So, we cling to the belief that only capitalism with its emphasis on free markets, entrepreneurship, and competition is the best answer to our economic woes.  But here is a surprise.  I also believe that to be true.  In fact, we need people to want to strive to improve their lives and so we need a system that rewards those for doing so.  We need people to believe that the system will work for them.  But most importantly, we need the system to actually deliver on those promises.  And that needs to be the message of stage two.

The facts seem to suggest, that Americans have faith that capitalism will work for them.  Millions of examples of its ability to provide the vehicle for upward mobility and economic comfort abound.  While we might feel justified about vilifying the 1%, it is a much higher percentage of Americans that are actually being rewarded via capitalism, and more importantly, believe they will be rewarded if they put in the effort.  

In my opinion then, the second stage of this movement must

- continue to hammer home the message that there is a growing income inequality in America today.  That more and more of the wealth (and political muscle) is flowing away from the working class citizens of this country and towards those with the most to lose should the trend be addressed. 

- continue to cite research such as that just concluded recently by Stanford University which reports that family incomes in the top 117 metropolitan areas of America have experienced a severe shift in both directions away from the midde class.  To summarize its findings, in 2007 44% of families lived in middle income neighborhoods, down from 65% in 1970.  While some of that shift has been upward, most has been downward towards poverty. 

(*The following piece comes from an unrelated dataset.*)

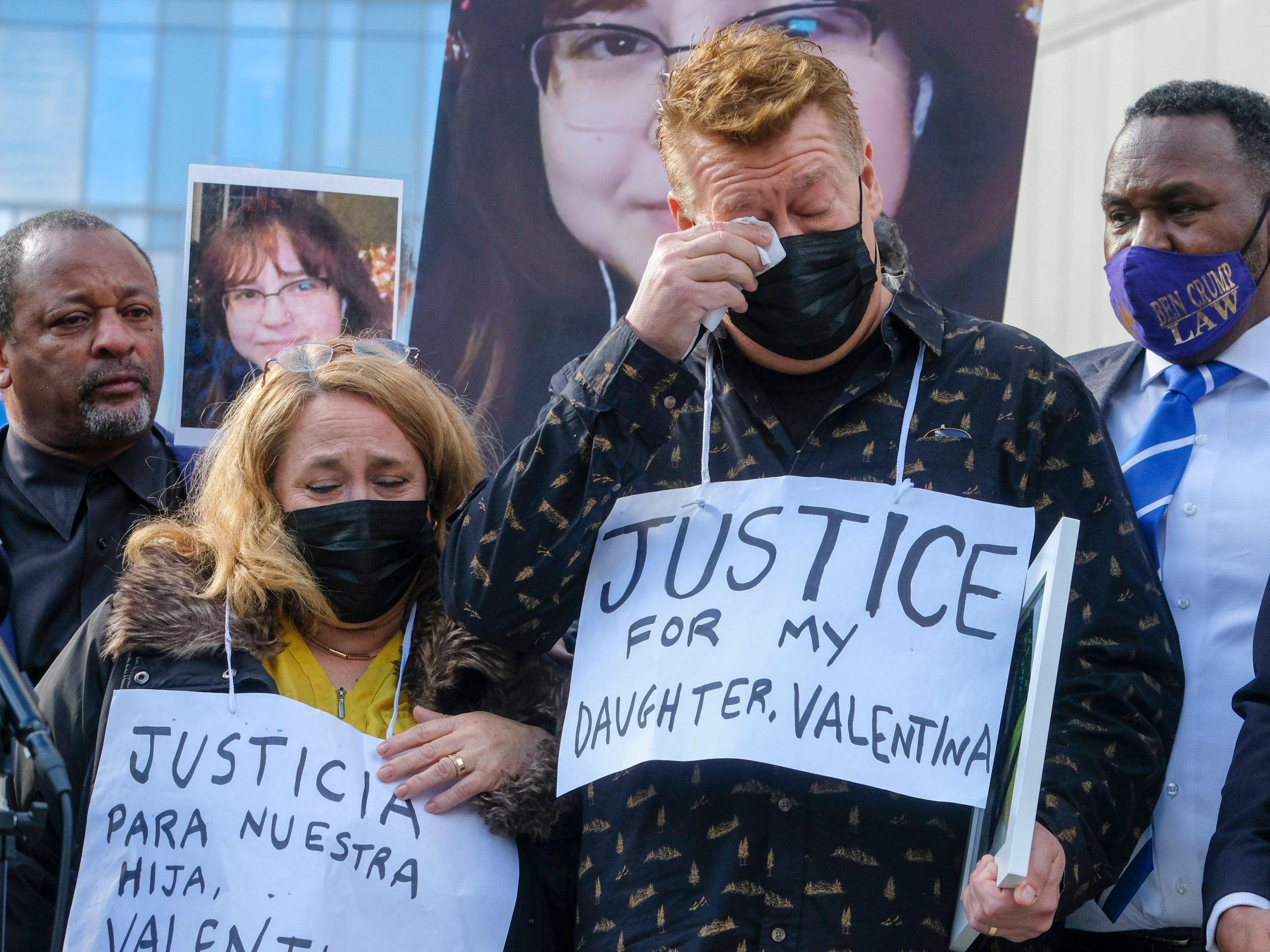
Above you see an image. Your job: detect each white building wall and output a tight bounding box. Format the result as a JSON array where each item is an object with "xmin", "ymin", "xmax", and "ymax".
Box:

- limit attacks on capitalism as a system but focus on the abuses that exist in its current form.  Hold the system accountable for actually providing economic opportunities and address those obstacles, whether it be corporate greed, political corruption or citizen apathy, that prevent its proper functioning

- push for political campaign funding reform.  We need to reduce the influence of money on our elected officials. 

- remind the 99% that voting is our best solution to sending a message to both Washington and the 1%.  The alternative, some type of citizen revolt, is not a choice anyone should embrace

Tuesday, November 15, 2011

A Labor of Love

Unseasonably mild the past few days.  Drove my route with the driver side window down at times.  People wearing shorts and sandals walking around town.  Again with the unusual weather. 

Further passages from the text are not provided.